Dass zumindest einige dieser Brocken, die die Ägypter dem Yachttourismus in den Weg legen, nicht aus der Luft gegriffen sind haben wir auch schon erfahren. Das Angebot für unsere Einreise in Ghalib ist exorbitant und beinhaltet Unsinnigkeiten wie Automiete für Behördengänge, obwohl die Behörden sich vor Ort befinden und der Agent ein langjährigen Anbieter für Touren ins Landesinnere ist. Genau dieser hat seit kurzem das Monopol als Agent für die Einreise in Ghalib. Man nimmt es von den Lebenden. Andere Cruiser beginnen einen Boykott, aber uns bleibt kaum eine Wahl, schon jetzt gibt es nur Nudeln oder Reis zum Abendessen.
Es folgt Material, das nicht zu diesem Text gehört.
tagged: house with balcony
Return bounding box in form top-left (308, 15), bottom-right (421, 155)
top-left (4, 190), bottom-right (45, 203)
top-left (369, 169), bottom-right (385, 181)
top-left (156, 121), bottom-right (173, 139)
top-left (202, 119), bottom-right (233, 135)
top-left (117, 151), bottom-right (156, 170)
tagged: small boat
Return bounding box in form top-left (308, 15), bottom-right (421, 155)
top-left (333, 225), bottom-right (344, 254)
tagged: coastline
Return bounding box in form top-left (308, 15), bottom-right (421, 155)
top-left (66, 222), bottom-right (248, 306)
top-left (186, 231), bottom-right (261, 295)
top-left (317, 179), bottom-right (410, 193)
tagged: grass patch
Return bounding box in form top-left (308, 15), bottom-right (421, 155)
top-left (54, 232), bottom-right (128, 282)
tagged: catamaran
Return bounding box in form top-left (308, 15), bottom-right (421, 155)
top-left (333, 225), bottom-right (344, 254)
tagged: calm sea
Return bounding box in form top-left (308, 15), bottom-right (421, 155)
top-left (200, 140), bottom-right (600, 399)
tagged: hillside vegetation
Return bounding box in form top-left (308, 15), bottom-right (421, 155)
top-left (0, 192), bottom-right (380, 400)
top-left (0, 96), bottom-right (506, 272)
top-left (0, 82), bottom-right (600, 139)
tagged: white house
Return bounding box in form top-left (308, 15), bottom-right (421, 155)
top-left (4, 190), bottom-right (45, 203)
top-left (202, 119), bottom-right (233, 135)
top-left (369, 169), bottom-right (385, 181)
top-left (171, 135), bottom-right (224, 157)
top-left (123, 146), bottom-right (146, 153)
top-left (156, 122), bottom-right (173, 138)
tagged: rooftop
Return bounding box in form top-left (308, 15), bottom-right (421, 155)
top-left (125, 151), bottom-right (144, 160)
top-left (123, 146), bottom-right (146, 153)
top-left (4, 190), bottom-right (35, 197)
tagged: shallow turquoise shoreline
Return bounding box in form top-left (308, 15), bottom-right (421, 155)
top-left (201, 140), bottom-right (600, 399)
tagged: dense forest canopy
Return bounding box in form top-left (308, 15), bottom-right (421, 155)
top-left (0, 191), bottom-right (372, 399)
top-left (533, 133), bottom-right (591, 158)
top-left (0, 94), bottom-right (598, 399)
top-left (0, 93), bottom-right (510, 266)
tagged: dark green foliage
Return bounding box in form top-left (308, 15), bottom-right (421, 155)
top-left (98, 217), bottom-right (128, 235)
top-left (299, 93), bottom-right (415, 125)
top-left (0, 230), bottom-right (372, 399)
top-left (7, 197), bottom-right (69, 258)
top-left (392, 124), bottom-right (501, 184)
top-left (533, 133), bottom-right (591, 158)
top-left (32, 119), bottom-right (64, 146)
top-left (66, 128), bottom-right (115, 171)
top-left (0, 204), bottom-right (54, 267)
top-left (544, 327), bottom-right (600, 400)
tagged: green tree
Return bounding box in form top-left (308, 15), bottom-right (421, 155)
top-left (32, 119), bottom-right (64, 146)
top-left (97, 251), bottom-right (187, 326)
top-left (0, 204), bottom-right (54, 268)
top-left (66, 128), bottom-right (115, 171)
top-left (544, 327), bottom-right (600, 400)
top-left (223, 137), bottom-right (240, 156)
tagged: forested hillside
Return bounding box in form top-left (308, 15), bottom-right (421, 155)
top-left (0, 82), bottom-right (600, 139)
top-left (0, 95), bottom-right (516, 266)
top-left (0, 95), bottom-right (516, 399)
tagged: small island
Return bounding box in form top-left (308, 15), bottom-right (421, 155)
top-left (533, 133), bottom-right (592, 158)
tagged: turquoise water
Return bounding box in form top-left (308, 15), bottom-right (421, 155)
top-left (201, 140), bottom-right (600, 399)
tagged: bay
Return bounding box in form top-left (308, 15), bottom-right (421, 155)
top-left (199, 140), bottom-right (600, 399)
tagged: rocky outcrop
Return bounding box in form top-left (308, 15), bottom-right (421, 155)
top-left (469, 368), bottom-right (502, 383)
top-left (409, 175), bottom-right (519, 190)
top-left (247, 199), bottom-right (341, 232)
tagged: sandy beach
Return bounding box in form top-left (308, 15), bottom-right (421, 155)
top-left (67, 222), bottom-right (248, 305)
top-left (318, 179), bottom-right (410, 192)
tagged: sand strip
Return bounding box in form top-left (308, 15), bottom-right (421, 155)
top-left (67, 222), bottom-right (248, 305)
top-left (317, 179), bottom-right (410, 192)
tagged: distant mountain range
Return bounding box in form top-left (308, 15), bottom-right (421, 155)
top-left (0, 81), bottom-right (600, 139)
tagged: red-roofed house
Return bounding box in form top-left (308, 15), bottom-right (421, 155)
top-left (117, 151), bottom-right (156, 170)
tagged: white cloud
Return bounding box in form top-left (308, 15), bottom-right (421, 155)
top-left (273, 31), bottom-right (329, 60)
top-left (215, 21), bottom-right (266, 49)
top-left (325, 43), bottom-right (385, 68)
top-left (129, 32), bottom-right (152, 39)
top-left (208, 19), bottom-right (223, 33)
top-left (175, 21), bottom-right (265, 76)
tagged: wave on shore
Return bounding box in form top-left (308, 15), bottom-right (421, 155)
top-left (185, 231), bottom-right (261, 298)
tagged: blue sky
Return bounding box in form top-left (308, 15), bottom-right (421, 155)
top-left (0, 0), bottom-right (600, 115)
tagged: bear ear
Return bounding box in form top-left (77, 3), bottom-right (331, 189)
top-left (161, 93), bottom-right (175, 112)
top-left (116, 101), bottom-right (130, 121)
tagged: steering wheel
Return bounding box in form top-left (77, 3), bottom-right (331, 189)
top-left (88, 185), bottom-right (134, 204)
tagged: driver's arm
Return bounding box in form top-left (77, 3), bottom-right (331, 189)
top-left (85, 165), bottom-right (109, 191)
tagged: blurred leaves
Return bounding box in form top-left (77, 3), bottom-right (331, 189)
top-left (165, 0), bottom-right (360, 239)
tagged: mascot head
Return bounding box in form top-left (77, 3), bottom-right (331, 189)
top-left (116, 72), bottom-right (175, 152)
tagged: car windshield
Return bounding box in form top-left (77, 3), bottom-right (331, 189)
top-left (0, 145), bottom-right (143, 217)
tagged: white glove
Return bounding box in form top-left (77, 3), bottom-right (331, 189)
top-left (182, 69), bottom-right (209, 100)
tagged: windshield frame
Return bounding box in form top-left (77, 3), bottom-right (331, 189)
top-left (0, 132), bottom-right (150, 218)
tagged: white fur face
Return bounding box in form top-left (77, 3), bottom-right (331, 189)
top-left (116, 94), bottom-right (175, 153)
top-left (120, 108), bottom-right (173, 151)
Auch die Küstenwache scheint übereifrig. Ein ägyptisches Kriegsschiff wies uns darauf hin in einem Sperrgebiet zu segeln, obwohl wir uns zu diesem Zeitpunkt noch nicht einmal in den ägyptischen Hohheitsgewässer befanden. Wir schauen mal wie es für uns weiter gehen wird und fragen uns schon jetzt, ob das Alles irgendwie mit dem Massentourismus zu tun haben könnte?
Am Delfin Riff
Dass es hier Touristen gibt, ist unbestreitbar. Als wir gestern Morgen nach Sonnenaufgang zwischen den Riffen den Weg in die Lagune suchten, lagen da bereits 10 große Motoryachten. Jede davon hatte eine ganze Ladung Tauchtouristen an Bord, die auf den Booten für ein oder zwei Wochen leben um die Riffe zu erkunden. Zu unserem Entzücken lagen auf der anderen Seite der Lagune aber auch zwei Segelboote, Melipal und Renegat. Die Malteser und Österreicher hatten zusammen mit Windchase nur 20 Meilen nördlich von uns die zehn Starkwindtage abgewettert. Wenn wir das gewusst hätten...
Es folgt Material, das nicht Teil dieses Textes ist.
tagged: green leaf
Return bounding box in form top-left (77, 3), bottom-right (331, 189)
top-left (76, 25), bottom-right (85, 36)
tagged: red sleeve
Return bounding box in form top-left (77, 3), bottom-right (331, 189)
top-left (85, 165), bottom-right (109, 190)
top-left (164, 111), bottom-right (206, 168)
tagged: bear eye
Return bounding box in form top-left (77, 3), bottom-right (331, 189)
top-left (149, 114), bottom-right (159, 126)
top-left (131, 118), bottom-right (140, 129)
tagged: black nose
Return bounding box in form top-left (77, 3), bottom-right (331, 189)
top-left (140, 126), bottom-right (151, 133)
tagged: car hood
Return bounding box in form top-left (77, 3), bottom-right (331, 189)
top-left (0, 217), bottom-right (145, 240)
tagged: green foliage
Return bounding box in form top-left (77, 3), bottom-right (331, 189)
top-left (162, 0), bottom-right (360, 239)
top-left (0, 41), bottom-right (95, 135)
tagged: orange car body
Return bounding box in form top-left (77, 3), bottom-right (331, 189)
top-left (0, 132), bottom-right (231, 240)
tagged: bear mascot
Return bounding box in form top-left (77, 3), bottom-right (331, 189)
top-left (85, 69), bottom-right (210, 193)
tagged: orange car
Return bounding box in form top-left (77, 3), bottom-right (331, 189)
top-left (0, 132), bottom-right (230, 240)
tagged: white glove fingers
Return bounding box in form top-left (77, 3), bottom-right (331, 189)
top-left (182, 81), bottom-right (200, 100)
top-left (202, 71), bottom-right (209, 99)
Wir zogen unsere Neoprenanzüge an und waren gleich nach dem Frühstück im Wasser. Das Wasser ist das erste Mal so kalt, dass wir die Anzüge wirklich brauchen. Wir verstehen nun, was der Australier Greg meinte, als er sagte „Greece is great, but the water is freezing“. Damals dachten wir noch, „der war noch nie in der Ostsee“, aber inzwischen scheinen wir auch verdorben zu sein. Obwohl die Delfine gestern nicht vorbei geschaut haben, war das Schnorcheln am Riff große Klasse. Das Wasser ist glasklar, so gute Sicht hatten wir, mal abgesehen von Sanganeb, seit den Tuamotus nicht mehr. Am Nachmittag hatten wir Spass mit den beiden anderen Crews. Es tat gut wieder einmal mit jemandem außerhalb der Familie zu sprechen. Wenn man hört „im nördlichen Roten Meer segelt man doch nicht“ fühlen sich die 120 Segelmeilen plötzlich wie eine kleine Heldentat an, anstatt zu denken „wieder nur ein Drittel des Weges gesegelt“.